努力家の君なら、きっと合格できるからね!
応援している、頑張れ!」
「はい!ありがとうございます。さようなら」
……………………
ここは、孝蔵の入院している病室である。
「 ! 」
「礼人さん……あんたが病院に来るって事は、どっちだ?俺は死ぬのか?見舞いか?」
「……お見舞いです……」
「……お、見舞いなら、もう少し明るく分かりやすく病室に入ってきてくれよ!
ドキッとするじゃないか!まったく、もう!」
「す、すみません。今後は、気をつけます」
その様子を礼人の背後で静かに見ていたグレースは、驚いていた。
常に上から目線の礼人さんが、謝っているニャんて!孝蔵さん、恐るべしです!凄いニャ!

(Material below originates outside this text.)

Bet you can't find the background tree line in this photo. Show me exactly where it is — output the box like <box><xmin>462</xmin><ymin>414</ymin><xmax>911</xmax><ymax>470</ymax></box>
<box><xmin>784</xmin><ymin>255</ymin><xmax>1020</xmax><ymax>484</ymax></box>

「ニャー、孝蔵さん、入院してしまって驚きました!具合はどうですか?
いつ戻れますか?」
礼人の足元から、ひょっこり顔を出したグレースを見つけ、孝蔵は表情を緩めたのである。
グレースが一緒なら、あの世のお迎えでは無いな!
「おー、グレース、よく来たなー!」
グレースは、見舞い客用の椅子にピョンと飛び乗った。
「グレース、ごめんな。嘔吐下痢で脱水症状になっちまったからなー!
点滴しているから、すぐに治るさ。
ご飯は、キャットフードだな。すまん」
「私の事は、心配いりません。
早くニャおして帰ってきて下さい」
グレースは、尻尾をだらりと下げて話しているのであった。
「孝蔵さん、具合はどうですか?
あっ、元気そうですね!良かった」
そこへ、蓮も現れた。
「おう、蓮か。心配かけて、すまんな。
もう大丈夫だから、みんな帰っていいぞ。
礼人さんも蓮も、仕事だろう。
来てくれて、ありがとう。
グレースを連れて帰ってくれな」
今、来たばかりニャのにニャ!
私の姿は、人間に見えるからニャ、病院にいたらマズイものニャ、仕方ニャいかー!
「じゃあ、孝蔵さん 帰ります。
お大事に」
蓮に抱っこされたグレースが言った、その時、病室のドアが開いたのである。
「お父さん、突然、入院だなんて、驚いたわよ」
「わあ、弥生!急に来るなよ」
孝蔵は、グレースがいないか確認するためキョロキョロしている。
良かった、いない。
が、礼人がいて、孝蔵を見つめていたのであった。
黙って見つめられていても、気味が悪い。
孝蔵は、礼人に帰っていいぞと手を振ったのである。
慌てたような孝蔵の姿を見て、不審に思った弥生は、布団の中に隠した物があるのではないかと、孝蔵の掛け布団を剥がしたのである。
「お父さん、ヘソクリがここにあるの?」
…………………
一方、冥界にいる あおいは、今日も白札用 罪状測定室にいるのであった。
「やっと休憩、この仕事は、力が必要なんですね」
「そうよ、結構、大変な所なのよねー!
ねえ、ねえ、この前の話だけど!
あのあと、いろんな人に情報収集したら、有力な情報をゲットしたわよ!」
「えっ?何の話でしたっけ?」
「あら、やだ、痩せる水の話よ!
そんな水は、この冥界にはなくて、どうやら人間界にあるらしいの」
「えー、マジですか?誰の情報ですか?」
あおいは、少しウキウキしながら聞いたのである。
「ここの受付にいる子が、天界にいた時に妖精に聞いたとかって、私は、妖精を見た事はないけど、何だか本当のような気がして……。
ねえ、天界に行って、妖精を探して聞いてみない?」
妖精って……あの2人以外にもいるのかな?
あの2人の妖精だったら、知り合いだから教えてくれるかもしれない。